Important Site Links


Information Trust Institute: University of Illinois at Urbana-Champaign

Short Course: Design of High-Availability Systems and Networks

COURSE DESCRIPTION:

This course introduces a system (hardware and software) view on design issues in high-availability computing. The material covers a broad spectrum of hardware and software error detection and recovery techniques and discusses how the hardware and software techniques interplay, what techniques can be provided in COTS hardware, what can be embedded into the operating system and communication layers, and what can be provided in the software and application itself. After introducing basic concepts and terms, including reliability, availability, and hardware and software fault models, the course continues with discussion of hardware redundancy, coding techniques, signature-based error-checking (e.g., software-based control flow checking), checkpoint and recovery (single process and distributed environment), software fault tolerance techniques (e.g., process pair, robust data structures, recovery blocks, and N-version programming), and finally network-specific issues (e.g., ways to provide consistent data and reliable communications). The examples include the TMR (Triple Modular Redundancy) system, the Dynamic Host Configuration Protocol application, the design of a failure-resilient node controller, a distributed database, checkpoint and recovery in an operating System, and database audit in a mobile switching environment. The course also introduces a software-based high-availability middleware to demonstrate how the various detection and recovery techniques can be provided to (incorporated in) applications. (2 days - 16 hours class time)

PREREQUISITE: Basic knowledge of design of computer systems.

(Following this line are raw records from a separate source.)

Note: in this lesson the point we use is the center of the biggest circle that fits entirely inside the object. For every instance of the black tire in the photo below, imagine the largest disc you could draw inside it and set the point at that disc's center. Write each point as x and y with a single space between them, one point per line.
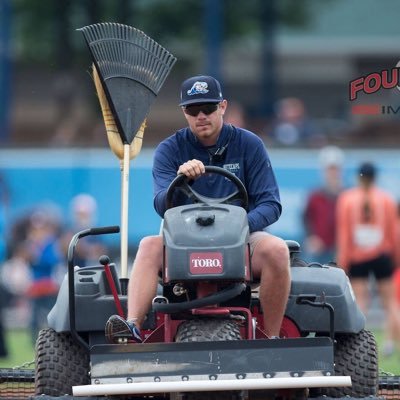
60 363
208 330
356 355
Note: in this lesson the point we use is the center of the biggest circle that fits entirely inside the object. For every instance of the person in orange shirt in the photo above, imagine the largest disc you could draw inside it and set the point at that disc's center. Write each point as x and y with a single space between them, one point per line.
367 243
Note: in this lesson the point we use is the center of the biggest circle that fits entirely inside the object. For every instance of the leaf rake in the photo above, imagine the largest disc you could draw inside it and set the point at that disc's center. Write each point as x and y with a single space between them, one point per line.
129 70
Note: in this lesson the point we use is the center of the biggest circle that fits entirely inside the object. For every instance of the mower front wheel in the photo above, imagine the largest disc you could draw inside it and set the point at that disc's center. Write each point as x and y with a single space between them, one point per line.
60 363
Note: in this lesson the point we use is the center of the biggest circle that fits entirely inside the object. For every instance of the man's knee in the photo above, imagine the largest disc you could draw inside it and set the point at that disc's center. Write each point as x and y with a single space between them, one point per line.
273 249
150 248
151 243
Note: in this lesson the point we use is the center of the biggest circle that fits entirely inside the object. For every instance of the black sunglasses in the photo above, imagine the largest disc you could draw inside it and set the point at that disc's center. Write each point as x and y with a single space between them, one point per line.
206 108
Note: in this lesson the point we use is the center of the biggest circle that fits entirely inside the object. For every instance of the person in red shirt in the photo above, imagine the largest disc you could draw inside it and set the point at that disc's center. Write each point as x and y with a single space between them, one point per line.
367 244
319 213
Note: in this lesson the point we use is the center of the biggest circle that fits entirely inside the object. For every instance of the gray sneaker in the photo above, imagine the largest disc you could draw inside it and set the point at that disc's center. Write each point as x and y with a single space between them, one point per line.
119 330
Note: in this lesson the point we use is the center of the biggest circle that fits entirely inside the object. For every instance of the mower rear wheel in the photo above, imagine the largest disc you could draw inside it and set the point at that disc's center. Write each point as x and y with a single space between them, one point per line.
356 355
207 330
60 363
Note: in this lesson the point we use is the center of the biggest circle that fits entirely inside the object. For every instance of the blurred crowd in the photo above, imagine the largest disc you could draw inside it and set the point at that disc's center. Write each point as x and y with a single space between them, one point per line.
34 261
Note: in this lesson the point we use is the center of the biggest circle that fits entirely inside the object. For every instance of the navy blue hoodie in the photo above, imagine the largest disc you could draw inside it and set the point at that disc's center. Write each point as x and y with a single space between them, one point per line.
245 156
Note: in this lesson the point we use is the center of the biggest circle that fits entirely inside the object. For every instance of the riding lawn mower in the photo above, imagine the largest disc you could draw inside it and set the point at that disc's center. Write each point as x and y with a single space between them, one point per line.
204 337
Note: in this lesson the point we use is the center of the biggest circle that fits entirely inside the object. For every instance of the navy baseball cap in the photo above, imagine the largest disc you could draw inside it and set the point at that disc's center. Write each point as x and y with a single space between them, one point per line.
200 89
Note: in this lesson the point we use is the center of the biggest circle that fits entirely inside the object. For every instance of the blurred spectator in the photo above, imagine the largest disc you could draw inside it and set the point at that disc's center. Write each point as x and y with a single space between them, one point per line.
4 204
319 214
367 243
83 210
44 258
293 127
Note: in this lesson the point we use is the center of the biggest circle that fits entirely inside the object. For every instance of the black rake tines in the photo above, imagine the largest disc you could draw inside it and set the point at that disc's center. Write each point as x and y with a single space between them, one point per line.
123 51
132 68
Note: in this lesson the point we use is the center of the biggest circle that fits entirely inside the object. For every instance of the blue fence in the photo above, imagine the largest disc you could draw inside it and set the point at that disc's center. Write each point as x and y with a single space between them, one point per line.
54 177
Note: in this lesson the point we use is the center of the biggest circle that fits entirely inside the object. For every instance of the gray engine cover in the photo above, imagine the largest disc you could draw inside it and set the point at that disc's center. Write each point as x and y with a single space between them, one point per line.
216 251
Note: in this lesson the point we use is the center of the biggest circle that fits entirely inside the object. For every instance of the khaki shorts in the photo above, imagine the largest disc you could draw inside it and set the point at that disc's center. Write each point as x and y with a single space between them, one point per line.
255 237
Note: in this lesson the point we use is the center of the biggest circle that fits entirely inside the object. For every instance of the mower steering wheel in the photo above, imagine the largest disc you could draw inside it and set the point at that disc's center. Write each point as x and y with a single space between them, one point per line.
181 182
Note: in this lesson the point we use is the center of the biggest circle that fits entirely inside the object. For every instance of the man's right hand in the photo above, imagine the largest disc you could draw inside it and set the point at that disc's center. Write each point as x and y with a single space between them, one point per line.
192 169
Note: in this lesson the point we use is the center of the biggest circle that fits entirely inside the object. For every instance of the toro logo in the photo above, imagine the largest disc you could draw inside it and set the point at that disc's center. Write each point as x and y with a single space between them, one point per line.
206 263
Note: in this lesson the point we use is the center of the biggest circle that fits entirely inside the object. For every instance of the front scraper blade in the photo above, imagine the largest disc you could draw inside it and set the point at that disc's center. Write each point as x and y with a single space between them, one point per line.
212 366
132 68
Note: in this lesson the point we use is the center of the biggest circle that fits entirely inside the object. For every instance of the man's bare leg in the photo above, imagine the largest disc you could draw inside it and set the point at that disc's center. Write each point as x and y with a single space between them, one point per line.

HIGH-LEVEL COURSE OUTLINE AND TIMETABLE:

DAY 1:

  1. Introduction
    1. Course overview
    2. Discussion of expectations of class members
    3. Motivation for high-availability computing
    4. System view of high-availability design
    5. Fault models, classification, and failure data
    6. Tandem example
    7. High-availability network system example
  2. Hardware redundancy
    1. Basic approaches to hardware redundancy
    2. Static and dynamic redundancy
    3. Voting
    4. Hardware voter example
  3. Open discussion
  4. Information redundancy
    1. Error-detecting and error-correcting codes
      1. Basic definitions
      2. Parity prediction, Hamming codes
      3. Codes for storage and communication, codes for arithmetic operations
    2. Non-coding techniques
    3. Application 1: DHCP server
    4. Application 2: Fault-Resilient Node Controller
    5. Checkpointing and recovery techniques
      1. Recovery basics
        • Forward error recovery
        • Backward error recovery
        • Libft example
  5. Checkpoint and recovery in networked systems
    1. Global consistent state
    2. Recovery line
  6. Open discussion

DAY 2:

  1. Open discussion
  2. Checkpointing and recovery in network systems (cont.)
    1. Synchronous checkpointing and recovery
    2. Asynchronous checkpointing and recovery
    3. Checkpointing on distributed databases example
    4. Micro-checkpointing
    5. IRIX operating system checkpoint and restart
  3. Software fault tolerance
    1. Process pairs
    2. Robust data structures
    3. IDEN MicroLite example
    4. N-version programming
    5. Recovery blocks
    6. Software fault tolerance in IBM MVS operating system
  4. Network-specific issues
    1. Specific issues in design and implementation of networked/distributed systems
    2. Broadcast protocols
      1. Reliable broadcast
      2. FIFO broadcast
      3. Causal broadcast
      4. Atomic broadcast
    3. Agreement protocols
      1. Byzantine agreement
      2. Consensus
      3. Interactive consistency
      4. Application of agreement algorithms
    4. Commit protocols
      1. Two-phase commit protocol
      2. Three-phase commit protocol
    5. DHCP example revisited
  5. Practice of high-availability system design
    1. IBM main frame, hardware-supported fault tolerance
  6. Open discussion
  7. Conclusions
    1. Review of techniques
    2. Integrated system, hardware, and software fault tolerance

Instructor Biographies

Ravishankar K. Iyer is the George and Ann Fisher Distinguished Professor of Electrical and Computer Engineering, and holds appointments in the Department of Computer Science and the Coordinated Science Laboratory at the University of Illinois at Urbana-Champaign, where he is Director of the Coordinated Science Laboratory. Professor Iyer's research interests are in the area of reliable computing, measurement and evaluation, and automated design. He was general chair of the 19th Annual IEEE International Symposium on Fault-Tolerant computing (FTCS-19) and program co-chair for FTCS-25, the Silver Jubilee Symposium. Professor Iyer is an IEEE Computer Society Distinguished Visitor, an associate fellow of the American Institute for Aeronautics and Astronautics (AIAA), a fellow of the IEEE Computer Society, and a member of the ACM, Sigma XI, and the IFIP technical committee (WG 10.4) on fault-tolerant computing. In 1991, he received the Senior Humboldt Foundation award for excellence in research and teaching. In 1993, he received the AIAA Information Systems award and medal.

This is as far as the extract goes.